Injury Suffered by a Fall: Compensability under the NC Workers' Comp Act

A fall itself is usually considered a compensable accident under the NC Workers' (workmen's) Compensation Act. North Carolina has adopted the unexplained-fall rule. Under this rule, a claim should be compensable when an employee suffers injuries from a fall if there is no evidence that the fall arose from a cause independent of employment. When a fall is the incident leading to injury, an unusual event does not have to be shown since the fall is by itself a compensable accident. However, if the injury suffered by a fall is only attributable to an employee's idiopathic condition and no factors attributable to employment intervene or contribute to cause the injury, an employee's workers' comp. claim is not compensable. If an injury by fall is partly attributable to any risk of employment, a claim should be compensable, even if the employee suffered from a pre-existing idiopathic condition that may have contributed to the injury.
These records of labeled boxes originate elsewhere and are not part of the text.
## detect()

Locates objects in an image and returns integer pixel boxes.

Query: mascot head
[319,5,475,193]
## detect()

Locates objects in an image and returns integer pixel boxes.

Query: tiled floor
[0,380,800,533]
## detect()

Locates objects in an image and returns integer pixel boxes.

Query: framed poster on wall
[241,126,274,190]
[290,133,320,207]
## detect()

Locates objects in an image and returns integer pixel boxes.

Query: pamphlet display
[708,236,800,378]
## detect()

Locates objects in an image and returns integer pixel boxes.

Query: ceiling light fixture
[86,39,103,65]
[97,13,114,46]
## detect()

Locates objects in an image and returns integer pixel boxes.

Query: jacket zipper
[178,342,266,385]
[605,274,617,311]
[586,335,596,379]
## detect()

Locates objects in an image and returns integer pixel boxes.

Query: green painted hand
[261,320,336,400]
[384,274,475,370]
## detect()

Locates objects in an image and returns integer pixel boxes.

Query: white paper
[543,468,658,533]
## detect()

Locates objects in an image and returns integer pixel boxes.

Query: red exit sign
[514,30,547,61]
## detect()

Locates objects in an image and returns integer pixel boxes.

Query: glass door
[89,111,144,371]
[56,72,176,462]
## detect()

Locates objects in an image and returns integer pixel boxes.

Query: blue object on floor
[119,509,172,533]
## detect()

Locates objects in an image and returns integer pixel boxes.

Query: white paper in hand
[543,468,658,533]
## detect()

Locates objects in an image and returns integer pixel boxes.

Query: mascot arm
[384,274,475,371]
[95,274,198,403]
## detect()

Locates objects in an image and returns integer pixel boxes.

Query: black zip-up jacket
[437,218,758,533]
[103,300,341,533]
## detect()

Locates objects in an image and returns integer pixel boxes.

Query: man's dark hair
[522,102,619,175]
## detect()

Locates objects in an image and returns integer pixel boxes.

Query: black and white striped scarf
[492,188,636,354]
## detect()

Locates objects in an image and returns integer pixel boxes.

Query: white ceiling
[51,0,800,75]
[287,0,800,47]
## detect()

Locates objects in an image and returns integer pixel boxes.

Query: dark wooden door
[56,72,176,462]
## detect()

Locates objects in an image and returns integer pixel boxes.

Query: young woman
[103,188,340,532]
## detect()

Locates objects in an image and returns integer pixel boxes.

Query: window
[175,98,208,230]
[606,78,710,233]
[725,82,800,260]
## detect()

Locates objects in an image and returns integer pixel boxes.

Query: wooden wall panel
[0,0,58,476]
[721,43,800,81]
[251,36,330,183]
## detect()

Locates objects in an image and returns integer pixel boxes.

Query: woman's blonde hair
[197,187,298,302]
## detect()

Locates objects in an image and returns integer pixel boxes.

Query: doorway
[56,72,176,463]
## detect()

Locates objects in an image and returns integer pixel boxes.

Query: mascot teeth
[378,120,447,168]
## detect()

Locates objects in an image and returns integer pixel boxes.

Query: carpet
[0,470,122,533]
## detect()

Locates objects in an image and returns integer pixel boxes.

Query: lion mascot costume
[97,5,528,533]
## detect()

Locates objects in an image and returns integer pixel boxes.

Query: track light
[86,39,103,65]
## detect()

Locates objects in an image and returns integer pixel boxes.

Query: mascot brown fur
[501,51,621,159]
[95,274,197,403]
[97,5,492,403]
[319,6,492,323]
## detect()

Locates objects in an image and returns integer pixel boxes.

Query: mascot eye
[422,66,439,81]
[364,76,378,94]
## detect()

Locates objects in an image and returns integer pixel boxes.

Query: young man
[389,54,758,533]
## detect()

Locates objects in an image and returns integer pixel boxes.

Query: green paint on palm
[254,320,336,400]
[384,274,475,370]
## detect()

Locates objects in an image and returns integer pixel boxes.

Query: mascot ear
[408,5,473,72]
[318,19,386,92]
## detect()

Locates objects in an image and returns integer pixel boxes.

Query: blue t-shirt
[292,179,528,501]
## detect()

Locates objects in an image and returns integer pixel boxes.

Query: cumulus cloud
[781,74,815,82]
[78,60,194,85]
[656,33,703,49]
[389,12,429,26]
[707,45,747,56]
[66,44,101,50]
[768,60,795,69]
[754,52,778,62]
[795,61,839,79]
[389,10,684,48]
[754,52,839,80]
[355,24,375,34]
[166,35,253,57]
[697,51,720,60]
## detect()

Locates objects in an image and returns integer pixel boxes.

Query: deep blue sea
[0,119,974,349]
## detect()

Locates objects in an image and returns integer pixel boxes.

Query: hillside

No affirmative evidence as to what caused the fall is necessary to support a finding of an accident by fall.

NC and the Workers' Comp Rule that an Employee's Actions cannot Bar a Claim

An employer may not say that an employee suffered an accident because of his own reckless actions. Contributory negligence of an employee is not a defense to workers; compensation liability. Even if the employee acted with gross negligence, a workers' comp claim will not be barred.

Fights and Assaults and the Workers' Compensation Act in North Carolina

An employee can recover under the NC workers' comp law if assaulted over an argument concerning work. North Carolina recognizes that disagreements may arise from time to time when people work together and that it is reasonable to foresee that fights may occur between employees. However, fights that occur between employees because the employees do not like each other or for some reason not related to employment are not allowed. If these fights were covered by workers' compensation law, an employer would have to fire an employee in order to avoid possible liability resulting from these fights.

Injuries Due to the Exposure to Weather under NC Workers' Compensation Law

In North Carolina, a rule has been made that an employee who is injured because of exposure to certain weather hazards will be covered under the Workers' Comp Act. The job has to expose an employee to conditions greater than those which he would be exposed without that job. Some injuries that could result from certain weather conditions of employment include heat exhaustion, sunstroke and hypothermia (freezing).